她笑起来的时候眉飞色舞,很纯真,好象是个喜欢做恶作剧的孩子。眼睛月亮般地弯起,嘴抿成一个大大的弧形。不知为什么,他觉得她笑容很美,充满智慧。
他淡淡地道:“这上面写的只是些江湖传闻,和你有什么关系?”
“和你没关系的东西,那才是学问。”她歪起头,眼光闪闪:“我感兴趣,不行么?”
小傅道:“可是,我想不出我为什么要告诉你这些。”
菊烟道:“他们说你与傅红雪有关系,不是么?”
“这个你不必知道。”
“你若肯告诉我答案,今晚你就可以留在这里。”她突然道。
他皱起了眉头,大大地吃了一惊:“你愿意?为这种事情……?”
“为学问献身,有何不可?”她回答得满不在乎:“我怎么想并不重要,你若觉得这个理由不可信,随便给个理由也行。反正这世上,也不会有人在乎我怎么想。”
他听了这句话,忽觉得芒刺在背。沉默片刻,他缓缓地道:“他是天山人,右足跛。”
“多谢。”她甜甜地,心满意足地笑了起来,却又不放心地添了一句:“你真的见过傅红雪?亲眼看见他右腿是跛的,亲自问过他是天山人?”
“你为什么要知道得这么清楚?”
他忽然觉得自己完全摸不清这个女人的头脑,不免有些发窘。
“因为我是个认真做学问的人,对每一个细节都要仔细研究。”她抬起头又瞪了他一眼:“将来我或许能写出一本《武林考信录》来。”
做学问的妓女?从没听说过。
他嘴上泛起了一丝嘲讽:“不错,是我亲眼所见。”
她指着一道门,对他道:“卧室就在隔壁,请。”
他迷惑地看着这女人,跟着她穿过珠帘,来到卧室。
那是一个女人的房间,软帐流苏,桌案上一个古铜的镜台。房子算不上整洁,地上掉着好些棋子。在东墙的窗下放着一个精制的棋桌,上面端正地布着些黑白棋子,好象是一副残局。
他好奇地走了过去。
她却忽然大声道:“别碰那个棋盘!”
他转过身来,看着她。
她的眼神显得悲伤,却故作轻松地指了指那张床,道:“你是想现在?还是想晚上?”
他吃惊地看着她,不知该说什么,张口结舌地道:“你……你……”
——她昨天还说他是天下第一垃圾,高昴着头,摆出一副绝不与楼下同流合污的样子。现在却又看上去,与楼下的人没什么区别。
他彻底地糊涂了。
“你大约是想现在?”看着他没反应,她又问了一句,扑了过去,十指纤纤,去解他的腰带。
“不……不……下一次,再见!”
他脸“刷”地一下通红,一把推开她,握着刀,夺门而逃。
门“吱呀”一声合上了。小葡看着他的背影,吃吃地笑道:“他怎么这么快就跑了?”
菊烟缓缓地将一片凤仙花瓣贴在自己的指甲上,道:“他根本不知道自己为什么要到这里来。”
(3)
秋日的阳光懒洋洋地照了进来。
临窗的花桌上放着一盆怒放的海棠。紫蓝色的花瓣卷着浅黄的花蕊,仿佛一团乱飞的蝴蝶。有几朵落花掉在毛绒绒的绿叶上。

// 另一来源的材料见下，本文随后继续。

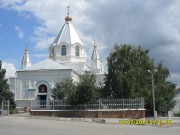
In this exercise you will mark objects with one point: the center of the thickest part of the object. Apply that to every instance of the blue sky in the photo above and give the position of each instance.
(16, 32)
(150, 23)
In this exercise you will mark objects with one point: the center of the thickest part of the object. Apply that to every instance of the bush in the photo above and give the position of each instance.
(177, 114)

他将枯黄得近乎透明的落花一朵一朵地拾起,埋入花盆的黑土中。
在书房里专心写了近两个时辰,他已觉得有些累,便放下笔,摆弄了一下桌旁的几盆兰花。
——他每天只有早晨起来的那两个时辰还有些精神,剩下的时间,他浑身酸麻,不论干什么事都不能坚持很久。